5. Mai 2015
"Ein Berliner Verlag hat erstmals eine 'Bildbiografie' über Adolf Hitler veröffentlicht, den schlimmsten Massenmörder des 20. Jahrhunderts", leichenbergpredigt Spiegel online, das nicht ganz haltbare Attribut "den größten" pfiffig vermeidend, und zwei Ordensbrüder der Printausgabe stellen der einstigen Vorsitzenden des Bundes der Vertriebenen, die darauf hinweist, dass Millionen Menschen 1945 mitnichten befreit wurden (wenngleich ein paar Milliönchen immerhin von ihrem Leben), folgende Interview-"Frage": "Sie rechnen die Untaten Hitlers gegen die Stalins auf. Verbietet sich das nicht? Der Judenmord war ein singuläres Ereignis in der Geschichte."
Moderne Pfaffen beim täglichen inquisitorischen Geschäft. Von ihren Vorgängern unterscheidet sie, dass sie weder an Theologie noch an Seelenrettung sonderlich interessiert sind.
Schreibt Michael Klonovsky am 5. Mai 2015 und fährt fort:
Freund F. schreibt: "Gestern lief zur Hauptsendezeit (20.15 Uhr) beim ZDF eine 'Dokumentation' mit dem irreführenden Titel 'Die Verbrechen der Befreier' (Es ging aber nur um die Amis). Nach volkspädagogischen Ergüssen ad nauseam der Gipfelpunkt: Der alliierte Bombenterror gegen deutsche Zivilisten sei zwar 'nicht legitim' gewesen aber, weil kriegsverkürzend, habe er 'Menschenleben gerettet'. Ausgestattet mit dieser perversen Moral kann man auch einschätzen, das sowjetische GuLag-System sei ein wahrer Segen gewesen, hat doch der millionenfache Tod daselbst die Lebensmittelversorgung der Restbevölkerung erheblich verbessert. – Nein, man kann hierzulande wirklich keine Satire mehr schreiben."

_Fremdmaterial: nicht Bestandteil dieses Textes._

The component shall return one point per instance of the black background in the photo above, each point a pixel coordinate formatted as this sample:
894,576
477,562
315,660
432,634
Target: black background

Aber Prognosen kann man formulieren. Etwa dass dies ungeheuerliche "nicht legitim" beim 80. Jahrestag aus den Sieges- und Befreiungsmeldungen verschwunden sein wird. Und dass es ein 100. Jubiläum womöglich, ein 150. ziemlich sicher nicht mehr geben wird. Weil nichts mehr zu holen ist.
Und kommt am 7. darauf zurück:
7. Mai 2015
Es ist wahrlich lästig, sich zu wiederholen, doch an Stelle von Frau Steinbach hätte ich gestern in der Gesprächsschau von Frau Will gesagt: Der 8. Mai 1945 war für viele ein Tag der Befreiung, für andere ein Tag des Zusammenbruchs, für wieder andere ein Tag der Neuversklavung, und für viele davon alles zugleich. Wobei es sich jeweils um Millionen von Menschen handelte, weshalb es sich verbieten sollte, in oder gegen deren Namen zu sprechen. Wer dieses Datum in seiner Ambivalenz nicht erträgt, wer den 8. Mai sturheil ausschließlich als "Tag der Befreiung" feiern will, weil der verbündete Massenmörder gewonnen hatte und halb Europa unterjochen durfte, während der andere wohlverdient zur Hölle fuhr, der soll dies gemeinsam mit den Lemuren der Stalinistenverharmloserpartei der ebenfalls anwesenden (und übrigens durchaus appetitlich anzuschauenden) Frau Kipping tun, von einem Zivilisierten darf man dergleichen aber nicht verlangen.
Und der offenbar ahnungslose Redakteur von Spiegel online, der an das Ende seines Artikels über die Sendung die "Erkenntnis" stellte, "dass das am Kriegsende beklagte Leid schon an jenem Tag seinen Anfang genommen hatte, als Hitler an die Macht geholfen wurde", sollte doch mal erklären, wie das mit den ungefähr eine Million vertriebenen Deutschen VOR Satan und dem Ausbruch von Weltkrieg Zwo gewesen ist, vertrieben vor allem aus dem sogenannten polnischen, jedenfalls polonisierten Korridor, den der sogenannte Versailler Vertrag, der Anfang vor dem Anfang, ins Fleisch des Reiches geschlagen hatte. Dass die Sendung wiederum unter dem Motto stand "70 Jahre nach der Befreiung – müssen wir Russland heute noch dankbar sein?" hat mit der Satireüberbietungsneigung hiesiger Medienschaffender zu tun und sollte, weil's längst egal ist, allenfalls diskret begrinst werden. Ich bin Russland insofern dankbar, dass eine dermaßen würdelose Frage im russischen Fernsehen heute von niemandem ernsthaft diskutiert würde.